# Getting tweets by philosophers

This notebooks shows how you can build a dataset of philosopher-tweets from the list given by @truesciphi.
It gets the accounts out of the html of the list, then downloads their timelines using twarc (Which you will need to configure:  https://github.com/DocNow/twarc) and extracts who the accounts have been mentioning.

In [None]:
import pandas as pd
import numpy as np
import seaborn as sns; sns.set()
import matplotlib.pyplot as plt
from bs4 import BeautifulSoup
import requests
import re



Load the philo-twitter-list:

In [None]:
# url: truesciphi.org/phi.html
soup = BeautifulSoup(open("philotwitter_2.html",encoding='utf-8'))

In [None]:
# This code did oversample. I corrected this in the next notebook. If you run this, you should use the correct one:
# links = []
# for link in soup.findAll('a'):
#     links.append(link.text)

In [None]:
# This is the correct code:
soup = BeautifulSoup(open("philotwitter_2.html",encoding='utf-8'))
links = []
for link in soup.findAll('a'):
    links.append(link.text)

r1 = re.findall(r"@[A-Za-z0-9_]*",str(links))


In [None]:

r1 = re.findall(r"@[A-Za-z0-9_]*(?=<)",str(soup))
len(r1)

We dump our list, in case we need it later:

In [None]:
import pickle

pickle.dump( r1, open( "philosophen_liste.p", "wb" ) )

In [None]:
import pickle
philos = pickle.load( open( "philosophen_liste.p", "rb" ) )
print(philos)

Now we send a command to twarc (in the console) that downloads from the timeline of the user. I don't know exactly what determines how much it gets, but it's usually around 3000 tweets. It's roughly ten GB, so I pointed this to an external drive.

In [None]:
count = 0

for tweeter in philos:
    filename = str(r'E:/timelines/' + tweeter + '.jsonl')
    name = tweeter.replace('@','')
    print(count)
    count = count +1
    !twarc timeline $name > $filename
#     !twarc users $name > $filename

We loop over all the collected files, and extract for each author the metadata associated with the last tweet. We also extract lists with all the mentioned accounts (from the 'user_mentions' column). You could do way more with this, e. g. by extracting texts and building your similarities from that.

In [None]:
import pandas as pd
from IPython.display import display
import os
from io import StringIO
import tqdm

tweetcounts = []
tweeter_data = []

for filename in tqdm.tqdm_notebook(os.listdir(r'E:/timelines/')):
    print(str(r'E:/timelines/'+filename))
    with open(str(r'E:/timelines/'+filename), 'r') as file:
        try:
            data = file.read()
            this_dataset = pd.read_json(StringIO(data), lines=True)
            tweetcounts.append(len(this_dataset))
            mentioned_users_screenames = [[y['screen_name'] for y in x['user_mentions']] for x in this_dataset['entities']]
            mentioned_users_screenames = [item for sublist in mentioned_users_screenames for item in sublist]

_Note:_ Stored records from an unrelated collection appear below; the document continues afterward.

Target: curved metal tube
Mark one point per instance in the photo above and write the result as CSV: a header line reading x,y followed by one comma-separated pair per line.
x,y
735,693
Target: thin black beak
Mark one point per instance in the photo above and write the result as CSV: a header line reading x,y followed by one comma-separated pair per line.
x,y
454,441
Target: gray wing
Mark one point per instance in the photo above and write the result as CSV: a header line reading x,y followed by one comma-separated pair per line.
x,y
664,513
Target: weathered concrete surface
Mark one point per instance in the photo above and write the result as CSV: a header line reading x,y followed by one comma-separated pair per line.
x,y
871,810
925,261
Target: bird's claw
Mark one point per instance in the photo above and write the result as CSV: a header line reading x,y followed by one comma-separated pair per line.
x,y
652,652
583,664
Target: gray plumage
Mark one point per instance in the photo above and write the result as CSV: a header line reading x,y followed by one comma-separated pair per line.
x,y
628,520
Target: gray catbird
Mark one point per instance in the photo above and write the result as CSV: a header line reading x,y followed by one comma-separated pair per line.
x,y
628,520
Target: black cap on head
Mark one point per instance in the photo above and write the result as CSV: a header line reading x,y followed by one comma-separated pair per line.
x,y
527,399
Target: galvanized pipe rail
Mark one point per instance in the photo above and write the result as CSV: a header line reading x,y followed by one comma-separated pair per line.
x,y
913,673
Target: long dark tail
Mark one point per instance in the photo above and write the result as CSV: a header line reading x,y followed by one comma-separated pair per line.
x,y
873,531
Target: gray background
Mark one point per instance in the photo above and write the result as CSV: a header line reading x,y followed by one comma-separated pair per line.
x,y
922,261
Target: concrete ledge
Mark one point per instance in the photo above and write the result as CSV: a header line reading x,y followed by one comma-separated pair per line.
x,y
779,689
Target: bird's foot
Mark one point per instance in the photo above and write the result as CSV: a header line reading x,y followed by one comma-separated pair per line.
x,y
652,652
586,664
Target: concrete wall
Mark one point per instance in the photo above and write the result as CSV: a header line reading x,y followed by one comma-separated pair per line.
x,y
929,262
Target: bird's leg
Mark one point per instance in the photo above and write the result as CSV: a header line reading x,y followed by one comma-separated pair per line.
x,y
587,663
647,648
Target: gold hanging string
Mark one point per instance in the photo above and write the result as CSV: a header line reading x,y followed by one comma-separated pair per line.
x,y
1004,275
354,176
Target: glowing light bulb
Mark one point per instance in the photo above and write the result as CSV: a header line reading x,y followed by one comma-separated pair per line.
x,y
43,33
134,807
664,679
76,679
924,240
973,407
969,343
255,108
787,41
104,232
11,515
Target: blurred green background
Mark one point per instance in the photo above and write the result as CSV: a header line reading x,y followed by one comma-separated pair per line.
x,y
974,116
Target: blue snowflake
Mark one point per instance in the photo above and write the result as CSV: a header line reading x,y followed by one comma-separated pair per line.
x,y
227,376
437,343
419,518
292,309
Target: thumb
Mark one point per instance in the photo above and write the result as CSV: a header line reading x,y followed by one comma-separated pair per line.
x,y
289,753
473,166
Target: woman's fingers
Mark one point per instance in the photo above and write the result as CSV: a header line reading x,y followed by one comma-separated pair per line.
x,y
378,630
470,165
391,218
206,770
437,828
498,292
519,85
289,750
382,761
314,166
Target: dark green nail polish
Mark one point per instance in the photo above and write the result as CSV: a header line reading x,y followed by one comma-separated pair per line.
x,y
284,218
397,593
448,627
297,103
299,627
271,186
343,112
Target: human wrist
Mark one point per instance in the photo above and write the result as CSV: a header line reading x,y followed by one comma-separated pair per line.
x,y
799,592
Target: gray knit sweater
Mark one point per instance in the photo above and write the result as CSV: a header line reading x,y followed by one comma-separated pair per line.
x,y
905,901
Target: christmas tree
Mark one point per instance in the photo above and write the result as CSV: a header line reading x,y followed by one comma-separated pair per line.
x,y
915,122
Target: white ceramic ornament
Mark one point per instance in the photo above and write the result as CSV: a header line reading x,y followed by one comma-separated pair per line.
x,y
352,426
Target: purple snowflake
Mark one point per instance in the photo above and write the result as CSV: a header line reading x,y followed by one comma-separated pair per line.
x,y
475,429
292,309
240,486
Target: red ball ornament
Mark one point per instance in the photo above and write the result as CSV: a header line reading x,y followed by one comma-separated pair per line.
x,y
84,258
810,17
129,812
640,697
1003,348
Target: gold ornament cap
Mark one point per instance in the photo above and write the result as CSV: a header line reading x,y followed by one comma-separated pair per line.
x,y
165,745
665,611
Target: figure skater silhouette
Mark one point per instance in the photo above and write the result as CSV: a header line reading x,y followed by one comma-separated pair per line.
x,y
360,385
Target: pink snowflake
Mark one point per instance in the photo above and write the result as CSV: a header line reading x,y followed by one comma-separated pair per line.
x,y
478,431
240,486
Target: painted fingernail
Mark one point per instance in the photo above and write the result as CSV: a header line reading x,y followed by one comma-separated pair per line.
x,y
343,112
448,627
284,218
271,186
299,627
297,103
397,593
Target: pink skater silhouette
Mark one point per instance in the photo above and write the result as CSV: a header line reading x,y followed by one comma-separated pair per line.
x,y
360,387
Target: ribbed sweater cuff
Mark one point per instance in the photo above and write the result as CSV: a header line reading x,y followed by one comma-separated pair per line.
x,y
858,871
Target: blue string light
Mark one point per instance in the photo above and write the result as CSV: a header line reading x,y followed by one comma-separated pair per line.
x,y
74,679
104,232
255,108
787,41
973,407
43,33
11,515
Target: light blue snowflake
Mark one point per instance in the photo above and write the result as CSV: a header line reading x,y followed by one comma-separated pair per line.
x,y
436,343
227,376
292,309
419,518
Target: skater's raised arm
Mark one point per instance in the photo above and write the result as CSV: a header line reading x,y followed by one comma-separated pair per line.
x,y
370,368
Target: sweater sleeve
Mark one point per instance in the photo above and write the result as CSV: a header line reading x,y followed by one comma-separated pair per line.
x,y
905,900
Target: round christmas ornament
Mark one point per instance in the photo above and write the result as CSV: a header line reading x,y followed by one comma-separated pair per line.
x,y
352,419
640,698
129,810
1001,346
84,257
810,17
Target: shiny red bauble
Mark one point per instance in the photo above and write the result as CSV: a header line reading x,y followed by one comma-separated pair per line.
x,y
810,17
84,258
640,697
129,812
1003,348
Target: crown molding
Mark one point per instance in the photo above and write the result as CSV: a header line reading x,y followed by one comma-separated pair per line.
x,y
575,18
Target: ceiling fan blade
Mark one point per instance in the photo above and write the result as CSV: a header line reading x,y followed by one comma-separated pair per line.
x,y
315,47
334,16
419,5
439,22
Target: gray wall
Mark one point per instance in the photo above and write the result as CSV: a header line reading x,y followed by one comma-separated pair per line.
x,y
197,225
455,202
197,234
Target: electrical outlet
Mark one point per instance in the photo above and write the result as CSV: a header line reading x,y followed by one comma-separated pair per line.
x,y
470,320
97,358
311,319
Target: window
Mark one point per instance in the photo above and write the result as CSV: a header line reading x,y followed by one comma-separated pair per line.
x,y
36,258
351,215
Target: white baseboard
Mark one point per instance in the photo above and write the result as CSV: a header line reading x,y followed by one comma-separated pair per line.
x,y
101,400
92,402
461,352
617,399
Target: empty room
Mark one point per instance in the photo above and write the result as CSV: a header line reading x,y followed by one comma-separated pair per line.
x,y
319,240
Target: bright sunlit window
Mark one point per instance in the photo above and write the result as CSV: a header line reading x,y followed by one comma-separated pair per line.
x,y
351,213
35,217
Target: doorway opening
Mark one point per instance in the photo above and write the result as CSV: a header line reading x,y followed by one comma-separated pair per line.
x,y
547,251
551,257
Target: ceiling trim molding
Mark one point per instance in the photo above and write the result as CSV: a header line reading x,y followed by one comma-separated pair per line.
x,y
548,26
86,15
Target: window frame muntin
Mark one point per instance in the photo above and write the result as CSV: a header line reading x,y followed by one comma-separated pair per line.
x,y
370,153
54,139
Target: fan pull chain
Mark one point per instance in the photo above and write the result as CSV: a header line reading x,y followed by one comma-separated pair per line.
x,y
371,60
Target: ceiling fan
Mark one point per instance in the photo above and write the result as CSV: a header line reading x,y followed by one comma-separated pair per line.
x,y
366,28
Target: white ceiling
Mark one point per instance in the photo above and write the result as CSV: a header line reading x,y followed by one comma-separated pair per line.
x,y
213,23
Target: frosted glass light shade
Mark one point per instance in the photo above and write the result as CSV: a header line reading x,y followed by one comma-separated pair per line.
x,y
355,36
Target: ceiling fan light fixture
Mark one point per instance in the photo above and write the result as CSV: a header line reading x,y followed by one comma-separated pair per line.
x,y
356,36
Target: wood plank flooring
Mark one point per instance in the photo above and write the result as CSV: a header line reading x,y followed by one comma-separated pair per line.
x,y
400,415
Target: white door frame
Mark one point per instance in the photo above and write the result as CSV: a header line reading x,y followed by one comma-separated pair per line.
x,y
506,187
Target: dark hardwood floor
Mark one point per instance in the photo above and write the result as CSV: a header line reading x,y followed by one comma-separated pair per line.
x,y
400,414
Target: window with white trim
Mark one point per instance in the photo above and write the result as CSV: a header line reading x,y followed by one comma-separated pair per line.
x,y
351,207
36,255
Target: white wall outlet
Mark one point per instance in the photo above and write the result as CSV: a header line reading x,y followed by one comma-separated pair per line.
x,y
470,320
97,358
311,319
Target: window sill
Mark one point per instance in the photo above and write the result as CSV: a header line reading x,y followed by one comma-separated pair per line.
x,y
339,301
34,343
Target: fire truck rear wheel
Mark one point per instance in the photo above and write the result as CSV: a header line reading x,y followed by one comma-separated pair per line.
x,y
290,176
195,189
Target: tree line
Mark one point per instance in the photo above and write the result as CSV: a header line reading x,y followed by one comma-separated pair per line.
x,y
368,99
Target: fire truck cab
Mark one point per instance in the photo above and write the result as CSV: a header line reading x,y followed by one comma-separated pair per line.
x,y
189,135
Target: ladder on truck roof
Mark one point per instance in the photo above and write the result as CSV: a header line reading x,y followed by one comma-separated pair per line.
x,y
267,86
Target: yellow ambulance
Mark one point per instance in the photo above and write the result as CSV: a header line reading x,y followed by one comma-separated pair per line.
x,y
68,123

            mentioned_users_names = [[y['name'] for y in x['user_mentions']] for x in this_dataset['entities']]
            mentioned_users_names = [item for sublist in mentioned_users_names for item in sublist]

            user_values = this_dataset['user'][0]
            user_values.pop('entities') # we need to remove these, because they mess uo the df otherwise.


            user_data = pd.DataFrame(user_values, index=[0])
            user_data['mentioned_users_screenames'] = str(mentioned_users_screenames)
            user_data['mentioned_users_names'] = str(mentioned_users_names)
            tweeter_data.append(user_data)
        except:
            print('Parsing failure') # These are mainly protected accounts
            pass


In [None]:
# We have a look at how meny tweets there are.
print(np.sum(tweetcounts))

In [None]:
# And now we built the whole dataset, have a look at it, and pickle it.
tweeter_data = pd.concat(tweeter_data)
display(tweeter_data)
pickle.dump( tweeter_data, open( "tweeter_data.p", "wb" ) )